What he means here is that Premier League clubs’ games should be shown only in their region and not nationally, as long as they are sold-out, a sensible enough provision to ensure games are seen by actual fans. As Marcotti explains,

“Scrap the notion of nationwide Premier League TV games, with the exception of one “game of the week” which would be on a terrestrial brodcaster and would be the league’s showpiece that week. Then, divide the country up into regions and show every Premier League game but on a regional basis as long as one of two conditions are met: either it’s an away game or it’s a home sellout.”

Marcotti accepts it’s a rough idea, but concludes by summing up the benefits:

Obviously it’s a radical re-think and requires a number of adjustments. You need to do a lot of fiddling for regions where there are many clubs (like London or Manchester). You need to spread the schedule out across the weekend which will, no doubt upset traditionalists (although, in fact, it’s already very spread out). But it would allow many who simply can’t go to games – whether because they are too young, too old or too poor – to follow their local club and develop (or rekindle) their passion for it. And, if done right, it would also boost attendances. By the way, technologically, it would be very easy to do: Sky boxes are already set based on postcodes, which is why if you move from Liverpool to London and take your receiver with you, you still get local Liverpool news.

This isn’t quite the NFL model, though. Yes, home teams have to sell-out their games 72 hours before a game or it will be blacked out on television within a 75 mile radius of the team’s home stadium. Meantime, when the local team’s game is airing, no other game can be shown on a local network station.

But there’s still a hell of a lot of nationally broadcast games, which is why the NFL’s television deal is even sweeter than the Premier League’s. A fan of an NFL team who does not live in that team’s local market can purchase NFL Sunday Ticket on satellite and watch all their team’s games that way. You don’t have to be local to watch every game your team plays, wherever they play. And through Sunday Ticket, you can watch pretty much every game every weekend.

Aside from the premium Sunday Ticket package, there’s an enormous amount of gridiron on American television broadcast nationally.  If your local team plays at say 3pm central time (in my case, the Chicago Bears), you can usually find two games on local network stations beforehand at noon, and then nationally broadcast games on both Sunday and Monday evenings. For the second half of the season, NFL Network (a dedicated station available on most cable or satellite packages for little extra charge) shows a live game on Thursday nights nationally as well.

The point of all this is to say that the NFL’s model isn’t exactly one of encouraging local fandom over following a team across the country. A Cowboys fan could watch every game Dallas plays even if he lives in Seattle by buying NFL Sunday Ticket or going to one of hundreds of bars that has it. He can also gorge on a dozen plus other games and entirely ignore the Seahawks if he chooses.
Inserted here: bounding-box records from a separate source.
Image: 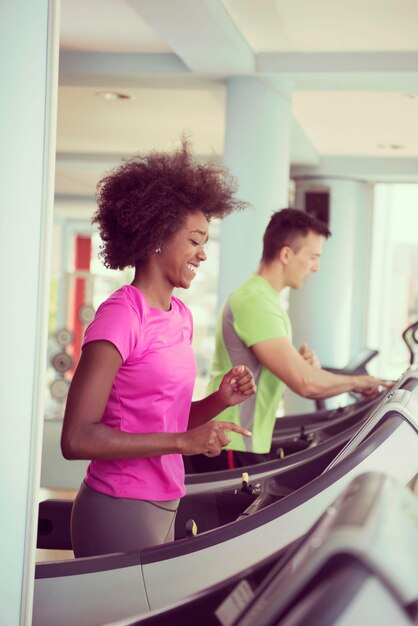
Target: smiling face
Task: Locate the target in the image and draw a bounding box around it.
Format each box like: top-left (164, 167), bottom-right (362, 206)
top-left (282, 231), bottom-right (324, 289)
top-left (158, 211), bottom-right (208, 289)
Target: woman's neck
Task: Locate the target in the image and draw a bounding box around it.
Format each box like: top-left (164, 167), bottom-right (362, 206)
top-left (131, 268), bottom-right (173, 311)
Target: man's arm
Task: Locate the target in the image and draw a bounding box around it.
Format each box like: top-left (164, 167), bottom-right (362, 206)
top-left (251, 337), bottom-right (391, 399)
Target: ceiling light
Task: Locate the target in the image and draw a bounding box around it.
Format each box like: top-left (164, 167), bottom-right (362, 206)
top-left (376, 143), bottom-right (405, 150)
top-left (96, 91), bottom-right (135, 100)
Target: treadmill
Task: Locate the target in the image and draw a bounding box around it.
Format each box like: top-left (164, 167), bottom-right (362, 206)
top-left (99, 473), bottom-right (418, 626)
top-left (37, 367), bottom-right (418, 550)
top-left (32, 379), bottom-right (418, 626)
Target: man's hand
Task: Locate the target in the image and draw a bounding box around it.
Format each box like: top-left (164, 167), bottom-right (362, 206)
top-left (299, 343), bottom-right (321, 369)
top-left (180, 421), bottom-right (251, 456)
top-left (218, 365), bottom-right (257, 408)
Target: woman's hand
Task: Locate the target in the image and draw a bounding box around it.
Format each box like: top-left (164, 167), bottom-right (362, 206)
top-left (218, 365), bottom-right (257, 408)
top-left (299, 343), bottom-right (321, 369)
top-left (179, 421), bottom-right (251, 456)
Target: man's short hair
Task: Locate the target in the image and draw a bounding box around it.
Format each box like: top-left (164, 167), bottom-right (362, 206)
top-left (262, 209), bottom-right (331, 261)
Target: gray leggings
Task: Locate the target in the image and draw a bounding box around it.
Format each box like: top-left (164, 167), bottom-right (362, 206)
top-left (71, 482), bottom-right (179, 557)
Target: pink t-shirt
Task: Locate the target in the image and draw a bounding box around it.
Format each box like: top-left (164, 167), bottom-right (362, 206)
top-left (83, 285), bottom-right (196, 500)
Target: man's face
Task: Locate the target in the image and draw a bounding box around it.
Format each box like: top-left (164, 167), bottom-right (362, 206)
top-left (286, 231), bottom-right (324, 289)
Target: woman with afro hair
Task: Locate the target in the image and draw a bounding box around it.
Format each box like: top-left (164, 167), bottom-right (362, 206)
top-left (61, 141), bottom-right (255, 557)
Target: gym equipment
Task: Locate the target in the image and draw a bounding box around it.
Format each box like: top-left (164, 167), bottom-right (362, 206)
top-left (33, 378), bottom-right (418, 626)
top-left (99, 473), bottom-right (418, 626)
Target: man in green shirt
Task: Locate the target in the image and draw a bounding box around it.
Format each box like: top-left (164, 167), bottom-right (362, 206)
top-left (192, 209), bottom-right (387, 472)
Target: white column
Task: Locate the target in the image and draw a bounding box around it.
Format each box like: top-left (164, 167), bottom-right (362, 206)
top-left (286, 177), bottom-right (376, 413)
top-left (218, 77), bottom-right (292, 307)
top-left (0, 0), bottom-right (59, 626)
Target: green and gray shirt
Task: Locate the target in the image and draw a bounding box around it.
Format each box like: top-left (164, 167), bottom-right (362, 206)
top-left (208, 274), bottom-right (292, 454)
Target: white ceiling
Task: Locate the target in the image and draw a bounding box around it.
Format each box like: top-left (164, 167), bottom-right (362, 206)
top-left (56, 0), bottom-right (418, 196)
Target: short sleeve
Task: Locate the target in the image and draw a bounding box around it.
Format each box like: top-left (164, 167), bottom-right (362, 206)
top-left (231, 293), bottom-right (290, 347)
top-left (83, 298), bottom-right (140, 361)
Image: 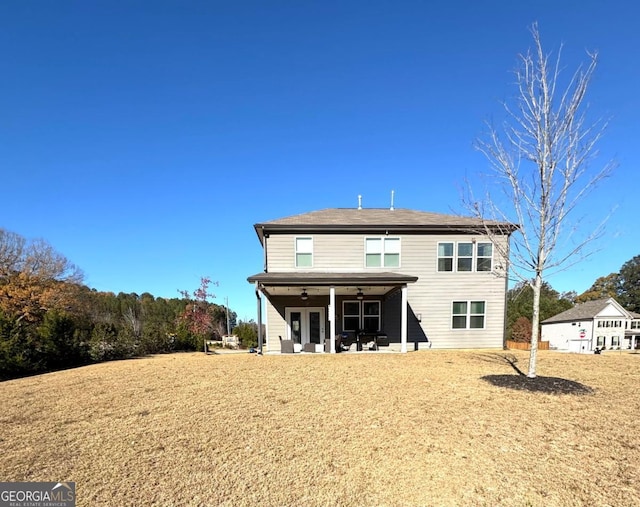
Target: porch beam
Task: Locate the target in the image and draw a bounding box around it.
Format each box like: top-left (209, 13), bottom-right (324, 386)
top-left (329, 285), bottom-right (336, 354)
top-left (400, 285), bottom-right (408, 352)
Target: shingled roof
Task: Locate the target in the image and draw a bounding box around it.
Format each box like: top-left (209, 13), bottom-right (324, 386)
top-left (254, 208), bottom-right (517, 241)
top-left (542, 298), bottom-right (628, 324)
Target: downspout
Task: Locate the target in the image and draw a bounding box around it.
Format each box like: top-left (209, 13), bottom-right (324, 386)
top-left (262, 226), bottom-right (269, 273)
top-left (256, 282), bottom-right (262, 356)
top-left (502, 234), bottom-right (511, 350)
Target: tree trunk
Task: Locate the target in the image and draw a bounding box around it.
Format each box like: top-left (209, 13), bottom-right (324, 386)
top-left (527, 271), bottom-right (542, 378)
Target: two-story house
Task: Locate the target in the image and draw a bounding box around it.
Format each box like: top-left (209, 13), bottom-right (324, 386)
top-left (248, 208), bottom-right (516, 352)
top-left (541, 298), bottom-right (640, 353)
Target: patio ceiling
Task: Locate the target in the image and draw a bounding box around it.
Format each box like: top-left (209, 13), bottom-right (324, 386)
top-left (248, 271), bottom-right (418, 296)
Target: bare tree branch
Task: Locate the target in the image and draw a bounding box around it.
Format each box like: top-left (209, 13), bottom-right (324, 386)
top-left (463, 24), bottom-right (615, 377)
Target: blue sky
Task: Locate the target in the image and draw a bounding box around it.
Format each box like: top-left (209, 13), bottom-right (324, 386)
top-left (0, 0), bottom-right (640, 319)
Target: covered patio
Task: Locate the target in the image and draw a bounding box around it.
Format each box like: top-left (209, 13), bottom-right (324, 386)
top-left (248, 272), bottom-right (418, 353)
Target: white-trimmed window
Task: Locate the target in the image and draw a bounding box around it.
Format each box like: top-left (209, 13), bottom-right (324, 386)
top-left (438, 243), bottom-right (453, 271)
top-left (295, 238), bottom-right (313, 268)
top-left (437, 241), bottom-right (493, 273)
top-left (457, 243), bottom-right (473, 271)
top-left (476, 243), bottom-right (493, 271)
top-left (451, 301), bottom-right (486, 329)
top-left (342, 301), bottom-right (382, 333)
top-left (364, 238), bottom-right (400, 268)
top-left (362, 301), bottom-right (380, 333)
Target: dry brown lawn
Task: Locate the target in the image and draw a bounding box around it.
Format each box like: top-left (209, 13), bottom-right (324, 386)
top-left (0, 351), bottom-right (640, 507)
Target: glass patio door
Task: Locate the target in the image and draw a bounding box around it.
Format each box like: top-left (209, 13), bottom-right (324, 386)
top-left (285, 308), bottom-right (325, 345)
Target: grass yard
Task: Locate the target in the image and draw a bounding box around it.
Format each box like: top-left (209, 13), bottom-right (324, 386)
top-left (0, 351), bottom-right (640, 507)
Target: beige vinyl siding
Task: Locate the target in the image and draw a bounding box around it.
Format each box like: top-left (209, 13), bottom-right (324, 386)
top-left (400, 235), bottom-right (505, 348)
top-left (267, 234), bottom-right (506, 351)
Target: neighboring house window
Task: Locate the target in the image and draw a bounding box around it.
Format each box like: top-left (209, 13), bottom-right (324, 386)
top-left (342, 301), bottom-right (381, 332)
top-left (365, 238), bottom-right (400, 268)
top-left (438, 243), bottom-right (453, 271)
top-left (451, 301), bottom-right (485, 329)
top-left (296, 238), bottom-right (313, 268)
top-left (458, 243), bottom-right (473, 271)
top-left (438, 242), bottom-right (493, 273)
top-left (476, 243), bottom-right (493, 271)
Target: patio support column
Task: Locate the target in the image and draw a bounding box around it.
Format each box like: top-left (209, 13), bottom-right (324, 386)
top-left (256, 282), bottom-right (262, 355)
top-left (400, 285), bottom-right (408, 352)
top-left (329, 285), bottom-right (336, 354)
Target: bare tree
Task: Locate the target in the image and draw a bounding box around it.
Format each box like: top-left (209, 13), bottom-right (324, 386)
top-left (465, 24), bottom-right (614, 378)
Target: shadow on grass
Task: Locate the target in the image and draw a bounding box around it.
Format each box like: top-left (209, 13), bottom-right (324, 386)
top-left (480, 353), bottom-right (595, 396)
top-left (482, 374), bottom-right (594, 396)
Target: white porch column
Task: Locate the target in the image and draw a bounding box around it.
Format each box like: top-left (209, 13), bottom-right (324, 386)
top-left (329, 285), bottom-right (336, 354)
top-left (329, 285), bottom-right (336, 354)
top-left (400, 285), bottom-right (408, 352)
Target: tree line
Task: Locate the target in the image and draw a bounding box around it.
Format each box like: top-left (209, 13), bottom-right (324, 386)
top-left (0, 229), bottom-right (257, 379)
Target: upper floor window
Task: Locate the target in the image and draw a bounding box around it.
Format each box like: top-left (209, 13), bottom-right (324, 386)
top-left (476, 243), bottom-right (493, 271)
top-left (296, 238), bottom-right (313, 268)
top-left (451, 301), bottom-right (485, 329)
top-left (342, 301), bottom-right (381, 333)
top-left (365, 238), bottom-right (400, 268)
top-left (458, 243), bottom-right (473, 271)
top-left (438, 241), bottom-right (493, 272)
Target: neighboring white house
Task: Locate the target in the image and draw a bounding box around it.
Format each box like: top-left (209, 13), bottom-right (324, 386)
top-left (541, 298), bottom-right (640, 354)
top-left (248, 208), bottom-right (516, 352)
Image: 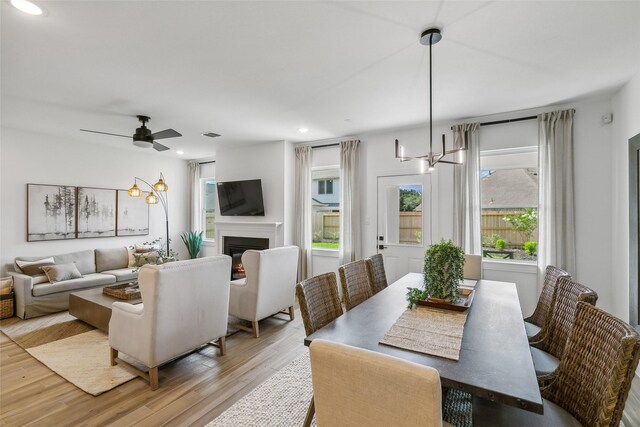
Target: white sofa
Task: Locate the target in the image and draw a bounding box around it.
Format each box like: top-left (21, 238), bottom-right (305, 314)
top-left (9, 246), bottom-right (138, 319)
top-left (109, 255), bottom-right (231, 390)
top-left (229, 246), bottom-right (300, 338)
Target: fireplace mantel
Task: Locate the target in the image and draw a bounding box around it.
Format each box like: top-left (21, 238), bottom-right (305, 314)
top-left (215, 221), bottom-right (284, 254)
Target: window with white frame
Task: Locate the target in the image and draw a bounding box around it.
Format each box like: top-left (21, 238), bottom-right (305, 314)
top-left (480, 146), bottom-right (538, 262)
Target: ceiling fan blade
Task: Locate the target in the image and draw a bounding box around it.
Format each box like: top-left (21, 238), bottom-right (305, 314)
top-left (151, 129), bottom-right (182, 139)
top-left (80, 129), bottom-right (131, 138)
top-left (153, 141), bottom-right (170, 151)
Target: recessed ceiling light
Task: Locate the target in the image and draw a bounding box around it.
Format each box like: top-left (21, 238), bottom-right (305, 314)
top-left (11, 0), bottom-right (42, 15)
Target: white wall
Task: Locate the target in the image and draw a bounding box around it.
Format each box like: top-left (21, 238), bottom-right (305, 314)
top-left (609, 73), bottom-right (640, 320)
top-left (0, 128), bottom-right (188, 275)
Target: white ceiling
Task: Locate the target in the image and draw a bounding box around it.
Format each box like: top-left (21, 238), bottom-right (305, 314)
top-left (1, 0), bottom-right (640, 158)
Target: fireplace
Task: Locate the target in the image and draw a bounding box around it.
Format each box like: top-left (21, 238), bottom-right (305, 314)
top-left (223, 236), bottom-right (269, 280)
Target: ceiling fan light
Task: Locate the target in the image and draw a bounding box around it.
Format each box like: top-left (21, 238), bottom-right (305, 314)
top-left (153, 178), bottom-right (169, 192)
top-left (144, 191), bottom-right (158, 205)
top-left (129, 184), bottom-right (142, 197)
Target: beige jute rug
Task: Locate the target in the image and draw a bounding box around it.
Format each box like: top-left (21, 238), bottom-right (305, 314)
top-left (0, 312), bottom-right (135, 396)
top-left (207, 352), bottom-right (315, 427)
top-left (380, 307), bottom-right (467, 360)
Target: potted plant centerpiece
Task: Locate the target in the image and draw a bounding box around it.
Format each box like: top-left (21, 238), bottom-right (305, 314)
top-left (407, 239), bottom-right (464, 308)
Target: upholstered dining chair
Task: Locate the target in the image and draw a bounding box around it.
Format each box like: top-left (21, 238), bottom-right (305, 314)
top-left (296, 273), bottom-right (342, 336)
top-left (309, 339), bottom-right (450, 427)
top-left (109, 255), bottom-right (231, 390)
top-left (229, 246), bottom-right (300, 338)
top-left (473, 302), bottom-right (640, 427)
top-left (338, 259), bottom-right (373, 311)
top-left (531, 276), bottom-right (598, 376)
top-left (462, 254), bottom-right (482, 280)
top-left (365, 254), bottom-right (389, 294)
top-left (524, 265), bottom-right (571, 342)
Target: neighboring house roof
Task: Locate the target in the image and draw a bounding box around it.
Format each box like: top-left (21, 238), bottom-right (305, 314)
top-left (480, 168), bottom-right (538, 209)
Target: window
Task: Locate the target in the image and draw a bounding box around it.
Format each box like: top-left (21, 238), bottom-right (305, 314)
top-left (200, 178), bottom-right (218, 240)
top-left (480, 147), bottom-right (538, 261)
top-left (311, 147), bottom-right (340, 250)
top-left (318, 179), bottom-right (333, 194)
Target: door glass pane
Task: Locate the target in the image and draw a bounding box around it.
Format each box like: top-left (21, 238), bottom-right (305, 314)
top-left (385, 184), bottom-right (423, 245)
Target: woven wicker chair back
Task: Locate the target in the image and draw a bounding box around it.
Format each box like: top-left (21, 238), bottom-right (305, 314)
top-left (365, 254), bottom-right (389, 294)
top-left (338, 259), bottom-right (373, 311)
top-left (524, 265), bottom-right (569, 327)
top-left (542, 302), bottom-right (640, 426)
top-left (296, 272), bottom-right (342, 336)
top-left (532, 276), bottom-right (598, 359)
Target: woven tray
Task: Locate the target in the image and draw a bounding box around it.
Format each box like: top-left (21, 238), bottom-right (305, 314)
top-left (416, 288), bottom-right (476, 311)
top-left (102, 282), bottom-right (140, 300)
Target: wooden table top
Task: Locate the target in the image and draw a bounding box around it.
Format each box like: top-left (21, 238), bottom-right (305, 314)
top-left (304, 273), bottom-right (542, 413)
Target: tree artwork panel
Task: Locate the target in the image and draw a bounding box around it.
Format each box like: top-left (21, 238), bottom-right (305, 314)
top-left (118, 190), bottom-right (149, 236)
top-left (27, 184), bottom-right (76, 242)
top-left (78, 187), bottom-right (116, 239)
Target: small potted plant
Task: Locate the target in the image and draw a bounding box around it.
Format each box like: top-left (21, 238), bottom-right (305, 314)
top-left (407, 239), bottom-right (464, 308)
top-left (180, 231), bottom-right (202, 259)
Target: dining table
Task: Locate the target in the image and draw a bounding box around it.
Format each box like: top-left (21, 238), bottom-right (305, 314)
top-left (305, 273), bottom-right (543, 414)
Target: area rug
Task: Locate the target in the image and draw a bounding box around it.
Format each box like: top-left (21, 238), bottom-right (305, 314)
top-left (0, 313), bottom-right (136, 396)
top-left (206, 353), bottom-right (472, 427)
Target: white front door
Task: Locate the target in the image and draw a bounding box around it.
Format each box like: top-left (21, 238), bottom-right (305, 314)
top-left (378, 174), bottom-right (432, 283)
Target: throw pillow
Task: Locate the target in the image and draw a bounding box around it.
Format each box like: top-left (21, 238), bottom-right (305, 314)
top-left (16, 257), bottom-right (55, 276)
top-left (42, 262), bottom-right (82, 283)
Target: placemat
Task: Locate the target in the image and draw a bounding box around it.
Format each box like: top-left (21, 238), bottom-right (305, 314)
top-left (380, 307), bottom-right (467, 360)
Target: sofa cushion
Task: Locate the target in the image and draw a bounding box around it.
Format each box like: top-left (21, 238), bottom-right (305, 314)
top-left (96, 246), bottom-right (129, 272)
top-left (15, 257), bottom-right (55, 276)
top-left (53, 249), bottom-right (96, 275)
top-left (41, 262), bottom-right (82, 283)
top-left (102, 268), bottom-right (138, 282)
top-left (32, 273), bottom-right (116, 297)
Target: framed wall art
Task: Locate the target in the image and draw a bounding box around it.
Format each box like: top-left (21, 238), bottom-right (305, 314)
top-left (117, 190), bottom-right (149, 236)
top-left (77, 187), bottom-right (116, 239)
top-left (27, 184), bottom-right (76, 242)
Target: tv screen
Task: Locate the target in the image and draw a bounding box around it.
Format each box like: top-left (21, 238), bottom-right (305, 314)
top-left (218, 179), bottom-right (264, 216)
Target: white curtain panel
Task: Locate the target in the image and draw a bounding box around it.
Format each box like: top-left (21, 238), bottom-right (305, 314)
top-left (538, 110), bottom-right (576, 287)
top-left (453, 123), bottom-right (482, 255)
top-left (189, 162), bottom-right (202, 231)
top-left (293, 146), bottom-right (311, 281)
top-left (338, 140), bottom-right (360, 265)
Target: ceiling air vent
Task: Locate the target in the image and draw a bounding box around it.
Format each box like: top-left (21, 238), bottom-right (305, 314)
top-left (202, 132), bottom-right (220, 138)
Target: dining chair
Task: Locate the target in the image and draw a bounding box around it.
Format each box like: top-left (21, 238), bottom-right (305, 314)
top-left (473, 302), bottom-right (640, 427)
top-left (296, 272), bottom-right (342, 427)
top-left (365, 254), bottom-right (389, 294)
top-left (524, 265), bottom-right (571, 342)
top-left (309, 339), bottom-right (450, 427)
top-left (462, 254), bottom-right (482, 280)
top-left (338, 259), bottom-right (373, 311)
top-left (530, 276), bottom-right (598, 376)
top-left (296, 272), bottom-right (342, 336)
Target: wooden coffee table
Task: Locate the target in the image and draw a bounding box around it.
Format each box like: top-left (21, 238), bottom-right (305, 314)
top-left (69, 288), bottom-right (142, 333)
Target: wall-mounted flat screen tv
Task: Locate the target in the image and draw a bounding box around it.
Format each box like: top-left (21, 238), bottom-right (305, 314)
top-left (218, 179), bottom-right (264, 216)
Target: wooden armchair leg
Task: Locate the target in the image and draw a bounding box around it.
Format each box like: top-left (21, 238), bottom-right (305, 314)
top-left (303, 396), bottom-right (316, 427)
top-left (109, 347), bottom-right (118, 366)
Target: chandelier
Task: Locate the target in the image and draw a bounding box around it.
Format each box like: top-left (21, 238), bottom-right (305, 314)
top-left (396, 28), bottom-right (467, 171)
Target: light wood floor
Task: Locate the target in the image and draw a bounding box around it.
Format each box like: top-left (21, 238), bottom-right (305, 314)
top-left (0, 311), bottom-right (307, 426)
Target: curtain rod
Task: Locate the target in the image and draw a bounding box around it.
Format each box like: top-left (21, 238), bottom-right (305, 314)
top-left (451, 116), bottom-right (538, 129)
top-left (311, 142), bottom-right (340, 150)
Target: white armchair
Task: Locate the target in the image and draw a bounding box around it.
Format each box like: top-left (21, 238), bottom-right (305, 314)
top-left (229, 246), bottom-right (299, 338)
top-left (109, 255), bottom-right (231, 390)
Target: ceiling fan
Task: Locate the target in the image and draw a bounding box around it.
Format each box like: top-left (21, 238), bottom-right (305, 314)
top-left (80, 116), bottom-right (182, 151)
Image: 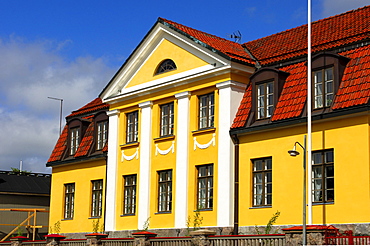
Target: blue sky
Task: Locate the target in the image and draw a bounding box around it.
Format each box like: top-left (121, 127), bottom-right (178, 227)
top-left (0, 0), bottom-right (370, 172)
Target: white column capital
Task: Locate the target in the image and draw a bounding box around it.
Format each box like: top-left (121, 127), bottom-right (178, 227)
top-left (175, 91), bottom-right (191, 99)
top-left (139, 101), bottom-right (153, 108)
top-left (107, 109), bottom-right (120, 117)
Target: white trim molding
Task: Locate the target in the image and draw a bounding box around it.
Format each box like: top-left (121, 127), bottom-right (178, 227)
top-left (193, 133), bottom-right (216, 150)
top-left (121, 147), bottom-right (139, 162)
top-left (175, 91), bottom-right (191, 228)
top-left (104, 109), bottom-right (120, 231)
top-left (216, 81), bottom-right (246, 227)
top-left (137, 101), bottom-right (153, 229)
top-left (155, 141), bottom-right (175, 156)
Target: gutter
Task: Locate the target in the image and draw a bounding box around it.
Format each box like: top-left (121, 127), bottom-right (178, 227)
top-left (231, 134), bottom-right (239, 235)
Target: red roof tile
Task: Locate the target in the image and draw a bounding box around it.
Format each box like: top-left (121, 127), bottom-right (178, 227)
top-left (231, 6), bottom-right (370, 128)
top-left (271, 62), bottom-right (307, 121)
top-left (74, 122), bottom-right (94, 157)
top-left (244, 6), bottom-right (370, 64)
top-left (333, 46), bottom-right (370, 109)
top-left (159, 18), bottom-right (254, 64)
top-left (48, 98), bottom-right (109, 163)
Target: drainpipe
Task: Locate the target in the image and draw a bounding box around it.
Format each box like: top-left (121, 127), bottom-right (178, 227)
top-left (231, 134), bottom-right (239, 235)
top-left (102, 155), bottom-right (108, 232)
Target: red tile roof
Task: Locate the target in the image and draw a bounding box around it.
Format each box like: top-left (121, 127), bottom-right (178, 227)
top-left (159, 18), bottom-right (254, 64)
top-left (48, 126), bottom-right (68, 162)
top-left (75, 122), bottom-right (94, 157)
top-left (231, 6), bottom-right (370, 128)
top-left (244, 6), bottom-right (370, 65)
top-left (333, 46), bottom-right (370, 109)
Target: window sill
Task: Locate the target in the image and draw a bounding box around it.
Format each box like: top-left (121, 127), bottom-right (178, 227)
top-left (61, 218), bottom-right (73, 221)
top-left (249, 205), bottom-right (272, 209)
top-left (312, 202), bottom-right (334, 206)
top-left (191, 127), bottom-right (216, 136)
top-left (89, 216), bottom-right (101, 220)
top-left (153, 135), bottom-right (175, 143)
top-left (194, 208), bottom-right (213, 212)
top-left (120, 142), bottom-right (140, 149)
top-left (155, 211), bottom-right (172, 215)
top-left (120, 214), bottom-right (135, 217)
What the NFL’s model does do is encourage existing local fans of their team to go to games, or they will be blacked out in their locality on television. Essentially, though, this is presupposing a local fanbase for that NFL team, not encouraging one over national affiliations.  The NFL is obviously popular enough now that a team can move states and suddenly a sold-out stadium will appear in their new home. Part of this is precisely because of the amount of games shown nationally.

Marcotti’s model would surely result in a far less lucrative television deal for the Premier League. But I’m also not sure it would help local clubs outside the Premier League, as the regional behemoths like Liverpool would in this model have more of their games on television available to local fans.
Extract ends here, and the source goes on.